We are not talking about jumbo jets or club-class travel; they are used to travelling on commuter flights around the United States and increasingly in parts of Europe where geography has been a problem. That is increasingly the norm.
When they read the brochures and hear the hard sell in the mini embassies, or whatever they are called, that they should come to Wales because of our economic outputs or at a top class, new technology conference in Arizona, for example, Wales must be presented at its best.
There will be information in brochures regarding how we are developing or have developed intra-air networks. That seems to be quite useful.
All forms of transport are subsidised. Even car users do not pay for what their journeys actually cost in terms of the investment to build roads and the infrastructure that is required.
We should not be terrified of public subsidies for railways or air services.

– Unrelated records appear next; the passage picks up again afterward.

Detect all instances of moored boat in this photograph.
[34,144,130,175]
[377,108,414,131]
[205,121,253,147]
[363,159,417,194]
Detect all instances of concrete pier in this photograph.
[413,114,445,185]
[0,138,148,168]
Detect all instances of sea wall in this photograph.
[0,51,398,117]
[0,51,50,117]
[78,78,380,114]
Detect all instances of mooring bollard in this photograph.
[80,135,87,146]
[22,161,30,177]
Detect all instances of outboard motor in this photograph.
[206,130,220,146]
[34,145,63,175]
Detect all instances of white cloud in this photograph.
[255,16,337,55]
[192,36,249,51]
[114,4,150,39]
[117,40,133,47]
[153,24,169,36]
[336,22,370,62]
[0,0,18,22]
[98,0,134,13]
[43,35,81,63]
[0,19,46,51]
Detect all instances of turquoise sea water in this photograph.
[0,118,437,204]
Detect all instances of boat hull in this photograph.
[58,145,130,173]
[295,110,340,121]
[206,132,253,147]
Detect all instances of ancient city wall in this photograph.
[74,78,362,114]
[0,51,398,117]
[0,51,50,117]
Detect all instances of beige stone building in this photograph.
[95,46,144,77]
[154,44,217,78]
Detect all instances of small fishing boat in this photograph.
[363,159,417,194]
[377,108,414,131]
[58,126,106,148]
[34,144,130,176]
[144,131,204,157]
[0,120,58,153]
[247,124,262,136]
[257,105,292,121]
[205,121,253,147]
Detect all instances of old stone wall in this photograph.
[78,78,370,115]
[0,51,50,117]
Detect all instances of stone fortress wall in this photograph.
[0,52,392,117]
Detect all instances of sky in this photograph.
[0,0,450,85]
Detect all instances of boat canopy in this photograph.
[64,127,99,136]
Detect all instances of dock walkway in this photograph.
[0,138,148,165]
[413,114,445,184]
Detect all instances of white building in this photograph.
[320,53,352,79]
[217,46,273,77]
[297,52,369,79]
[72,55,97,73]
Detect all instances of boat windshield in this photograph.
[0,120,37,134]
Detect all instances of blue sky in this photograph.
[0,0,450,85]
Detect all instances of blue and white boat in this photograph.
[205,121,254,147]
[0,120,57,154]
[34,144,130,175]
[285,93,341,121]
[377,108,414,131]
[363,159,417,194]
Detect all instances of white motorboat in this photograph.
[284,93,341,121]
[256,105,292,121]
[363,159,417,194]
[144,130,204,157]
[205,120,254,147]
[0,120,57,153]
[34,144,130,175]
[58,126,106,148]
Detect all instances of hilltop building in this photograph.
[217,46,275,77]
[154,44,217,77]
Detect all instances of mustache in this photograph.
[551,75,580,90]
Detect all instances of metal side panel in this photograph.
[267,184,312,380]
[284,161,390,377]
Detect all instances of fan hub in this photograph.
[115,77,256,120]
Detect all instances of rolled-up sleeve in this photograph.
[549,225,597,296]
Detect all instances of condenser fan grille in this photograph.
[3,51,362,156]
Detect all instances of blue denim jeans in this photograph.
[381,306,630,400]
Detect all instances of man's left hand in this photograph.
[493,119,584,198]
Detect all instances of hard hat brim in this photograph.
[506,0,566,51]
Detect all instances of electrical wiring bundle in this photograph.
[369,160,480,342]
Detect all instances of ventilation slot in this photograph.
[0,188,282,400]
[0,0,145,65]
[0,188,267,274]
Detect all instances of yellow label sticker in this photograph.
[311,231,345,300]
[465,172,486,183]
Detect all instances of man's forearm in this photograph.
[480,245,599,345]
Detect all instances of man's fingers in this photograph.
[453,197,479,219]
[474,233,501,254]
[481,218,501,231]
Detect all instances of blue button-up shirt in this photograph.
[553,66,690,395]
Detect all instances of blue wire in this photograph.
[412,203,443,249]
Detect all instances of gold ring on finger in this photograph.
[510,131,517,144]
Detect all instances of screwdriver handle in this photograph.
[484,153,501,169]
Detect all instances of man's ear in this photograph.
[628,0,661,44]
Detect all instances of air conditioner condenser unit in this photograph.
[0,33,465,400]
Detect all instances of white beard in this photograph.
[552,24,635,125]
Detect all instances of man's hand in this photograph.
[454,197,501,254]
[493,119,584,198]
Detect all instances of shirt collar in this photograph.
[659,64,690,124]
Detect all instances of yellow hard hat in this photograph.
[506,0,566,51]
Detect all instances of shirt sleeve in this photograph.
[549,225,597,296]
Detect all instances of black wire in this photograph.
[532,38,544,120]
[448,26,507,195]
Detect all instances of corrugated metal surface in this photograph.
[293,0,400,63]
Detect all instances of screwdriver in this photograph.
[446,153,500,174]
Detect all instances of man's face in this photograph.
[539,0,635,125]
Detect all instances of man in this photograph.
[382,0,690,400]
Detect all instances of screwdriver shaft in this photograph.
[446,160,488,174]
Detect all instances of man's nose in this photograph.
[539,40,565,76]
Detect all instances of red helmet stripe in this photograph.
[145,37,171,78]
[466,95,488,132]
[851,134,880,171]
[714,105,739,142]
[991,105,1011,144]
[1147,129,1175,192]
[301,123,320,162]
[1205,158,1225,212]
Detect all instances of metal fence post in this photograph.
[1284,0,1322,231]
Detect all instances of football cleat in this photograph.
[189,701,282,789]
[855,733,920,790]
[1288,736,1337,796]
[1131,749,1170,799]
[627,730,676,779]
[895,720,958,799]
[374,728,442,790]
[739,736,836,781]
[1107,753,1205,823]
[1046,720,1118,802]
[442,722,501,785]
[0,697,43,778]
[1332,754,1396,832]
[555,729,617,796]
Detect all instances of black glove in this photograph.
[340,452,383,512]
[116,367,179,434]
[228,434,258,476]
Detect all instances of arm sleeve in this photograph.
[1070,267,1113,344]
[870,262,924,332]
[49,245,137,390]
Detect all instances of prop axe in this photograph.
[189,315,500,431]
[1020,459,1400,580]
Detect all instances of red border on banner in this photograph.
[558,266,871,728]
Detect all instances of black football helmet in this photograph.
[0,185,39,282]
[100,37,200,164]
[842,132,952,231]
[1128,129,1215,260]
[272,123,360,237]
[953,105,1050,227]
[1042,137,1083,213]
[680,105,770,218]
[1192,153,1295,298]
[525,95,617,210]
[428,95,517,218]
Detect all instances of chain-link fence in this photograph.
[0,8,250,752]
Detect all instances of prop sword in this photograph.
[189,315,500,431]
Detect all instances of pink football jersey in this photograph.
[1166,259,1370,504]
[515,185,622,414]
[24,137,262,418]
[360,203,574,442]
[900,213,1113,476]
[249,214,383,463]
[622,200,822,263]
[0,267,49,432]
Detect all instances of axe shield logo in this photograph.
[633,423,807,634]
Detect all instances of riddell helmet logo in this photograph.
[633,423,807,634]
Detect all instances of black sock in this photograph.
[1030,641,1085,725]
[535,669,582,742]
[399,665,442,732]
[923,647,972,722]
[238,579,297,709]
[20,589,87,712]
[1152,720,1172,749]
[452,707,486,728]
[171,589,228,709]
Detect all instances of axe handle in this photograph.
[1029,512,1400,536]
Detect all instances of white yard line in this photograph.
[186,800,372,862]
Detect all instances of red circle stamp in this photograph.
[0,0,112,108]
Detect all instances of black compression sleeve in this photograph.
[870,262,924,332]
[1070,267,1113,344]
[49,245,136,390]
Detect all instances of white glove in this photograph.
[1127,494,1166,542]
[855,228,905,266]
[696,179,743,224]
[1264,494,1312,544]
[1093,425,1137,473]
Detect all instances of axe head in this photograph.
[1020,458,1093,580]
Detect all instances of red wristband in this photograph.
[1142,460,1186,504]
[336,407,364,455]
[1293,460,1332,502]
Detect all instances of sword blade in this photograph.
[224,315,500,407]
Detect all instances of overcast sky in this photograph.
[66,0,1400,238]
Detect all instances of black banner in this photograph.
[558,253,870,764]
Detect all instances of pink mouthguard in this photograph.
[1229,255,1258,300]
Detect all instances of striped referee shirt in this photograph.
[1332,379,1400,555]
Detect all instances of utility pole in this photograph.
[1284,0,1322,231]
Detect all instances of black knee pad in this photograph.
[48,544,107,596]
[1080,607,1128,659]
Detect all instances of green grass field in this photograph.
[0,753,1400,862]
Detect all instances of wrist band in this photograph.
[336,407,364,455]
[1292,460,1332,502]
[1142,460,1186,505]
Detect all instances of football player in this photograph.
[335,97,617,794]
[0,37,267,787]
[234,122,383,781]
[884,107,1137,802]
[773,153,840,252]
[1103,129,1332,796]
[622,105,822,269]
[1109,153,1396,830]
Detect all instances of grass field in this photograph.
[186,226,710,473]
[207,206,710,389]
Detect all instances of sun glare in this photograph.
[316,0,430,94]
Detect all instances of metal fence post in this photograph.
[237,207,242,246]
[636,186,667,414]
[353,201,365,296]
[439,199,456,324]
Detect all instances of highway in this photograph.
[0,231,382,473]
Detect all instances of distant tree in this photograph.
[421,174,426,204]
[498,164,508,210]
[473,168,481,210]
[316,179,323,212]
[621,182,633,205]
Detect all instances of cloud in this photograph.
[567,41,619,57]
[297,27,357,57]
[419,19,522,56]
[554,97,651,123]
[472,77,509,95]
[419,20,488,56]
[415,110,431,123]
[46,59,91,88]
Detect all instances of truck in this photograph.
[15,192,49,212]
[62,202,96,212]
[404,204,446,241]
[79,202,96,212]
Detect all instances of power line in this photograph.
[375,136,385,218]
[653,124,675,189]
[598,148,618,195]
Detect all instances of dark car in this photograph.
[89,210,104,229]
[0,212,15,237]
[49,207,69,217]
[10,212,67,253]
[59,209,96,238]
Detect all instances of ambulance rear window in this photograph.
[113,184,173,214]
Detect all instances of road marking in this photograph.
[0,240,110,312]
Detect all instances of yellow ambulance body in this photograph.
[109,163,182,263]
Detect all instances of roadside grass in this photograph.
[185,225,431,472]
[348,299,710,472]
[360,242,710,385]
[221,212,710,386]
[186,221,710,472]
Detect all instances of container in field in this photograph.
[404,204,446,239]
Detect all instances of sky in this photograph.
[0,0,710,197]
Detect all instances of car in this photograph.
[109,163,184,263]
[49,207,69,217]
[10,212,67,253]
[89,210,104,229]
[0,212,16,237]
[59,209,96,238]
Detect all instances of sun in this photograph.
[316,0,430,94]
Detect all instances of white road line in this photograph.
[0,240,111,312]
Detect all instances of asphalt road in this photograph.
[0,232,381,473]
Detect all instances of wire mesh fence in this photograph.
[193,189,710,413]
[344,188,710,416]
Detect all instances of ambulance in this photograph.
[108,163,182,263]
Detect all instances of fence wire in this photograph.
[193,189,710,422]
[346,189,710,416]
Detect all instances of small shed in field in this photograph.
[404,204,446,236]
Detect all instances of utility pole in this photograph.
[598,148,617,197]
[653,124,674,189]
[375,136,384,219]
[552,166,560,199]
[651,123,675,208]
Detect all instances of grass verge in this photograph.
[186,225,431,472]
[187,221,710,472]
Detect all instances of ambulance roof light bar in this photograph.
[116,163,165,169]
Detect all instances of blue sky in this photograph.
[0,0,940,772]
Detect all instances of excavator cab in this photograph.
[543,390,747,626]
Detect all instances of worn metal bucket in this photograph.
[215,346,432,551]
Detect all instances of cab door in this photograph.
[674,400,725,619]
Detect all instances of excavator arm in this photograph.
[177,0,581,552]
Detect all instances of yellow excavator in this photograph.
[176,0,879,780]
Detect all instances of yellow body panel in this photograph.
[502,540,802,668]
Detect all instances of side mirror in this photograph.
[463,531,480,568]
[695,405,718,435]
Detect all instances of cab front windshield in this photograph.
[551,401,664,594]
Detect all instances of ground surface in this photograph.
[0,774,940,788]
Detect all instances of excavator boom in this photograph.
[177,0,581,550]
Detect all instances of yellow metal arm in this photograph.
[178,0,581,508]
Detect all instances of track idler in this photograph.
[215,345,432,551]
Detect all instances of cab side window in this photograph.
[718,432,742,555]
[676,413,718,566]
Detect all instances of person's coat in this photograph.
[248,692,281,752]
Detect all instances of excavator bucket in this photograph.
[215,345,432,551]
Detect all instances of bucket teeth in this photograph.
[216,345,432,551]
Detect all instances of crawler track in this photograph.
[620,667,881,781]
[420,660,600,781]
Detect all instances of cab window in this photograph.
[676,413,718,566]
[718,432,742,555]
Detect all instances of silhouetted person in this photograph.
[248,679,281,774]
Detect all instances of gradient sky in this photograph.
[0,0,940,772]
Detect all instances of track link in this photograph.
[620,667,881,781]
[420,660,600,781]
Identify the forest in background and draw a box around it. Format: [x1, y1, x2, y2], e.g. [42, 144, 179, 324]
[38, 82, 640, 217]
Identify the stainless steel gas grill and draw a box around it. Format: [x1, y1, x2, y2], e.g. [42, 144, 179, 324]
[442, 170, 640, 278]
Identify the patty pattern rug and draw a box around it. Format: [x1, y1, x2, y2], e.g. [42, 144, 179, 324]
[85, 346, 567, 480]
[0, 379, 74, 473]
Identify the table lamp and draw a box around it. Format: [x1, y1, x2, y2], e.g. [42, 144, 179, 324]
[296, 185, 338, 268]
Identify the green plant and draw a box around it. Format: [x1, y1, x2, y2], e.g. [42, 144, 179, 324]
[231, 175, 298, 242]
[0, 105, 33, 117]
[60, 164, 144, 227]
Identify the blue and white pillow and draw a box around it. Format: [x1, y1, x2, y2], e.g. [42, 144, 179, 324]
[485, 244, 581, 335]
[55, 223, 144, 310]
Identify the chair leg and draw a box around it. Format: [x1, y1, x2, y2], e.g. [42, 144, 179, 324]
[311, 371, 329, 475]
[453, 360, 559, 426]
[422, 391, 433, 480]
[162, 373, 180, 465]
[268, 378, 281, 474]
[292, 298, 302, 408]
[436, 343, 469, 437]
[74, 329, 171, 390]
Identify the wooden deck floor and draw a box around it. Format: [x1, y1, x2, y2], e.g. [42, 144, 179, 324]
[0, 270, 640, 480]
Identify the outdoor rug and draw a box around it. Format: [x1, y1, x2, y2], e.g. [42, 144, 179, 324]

However, there is a valid criticism that we must have clear criteria; it is pointless to do it just for the sake of it. There must be an objective reason.
We must promote Cardiff international airport and develop routes—I hope that the route development fund is successful.
I know that the Minister has been encouraging the increase in scheduled flights. There has been some good progress in that regard, which is difficult to achieve.
We should encourage the Minister when has some success—I will not say 'occasional success' because that would be damning him with faint praise.
Authorities at the airport have told me that they have appreciated some recent developments.
We should build on that because if we had more scheduled flights, Cardiff would be promoted as a business destination.
If people can then travel to the rest of Wales, we would be responding to the needs of other parts of Wales that may feel that they are not always as well served in terms of access to Cardiff as they would like to be.
This initiative is worth backing. We look forward to seeing the fine detail.
I do not think that the Minister is proposing to sign us up for life; we are talking about three or four years to test the feasibility.
I agree with my colleague, Alun Cairns, that transport links to Cardiff are important, by rail and by road.
Businessmen who expect to fly to Cardiff will also expect a modern route into the capital city.
Cardiff is our shop window on the world, and it is important that we have modern links."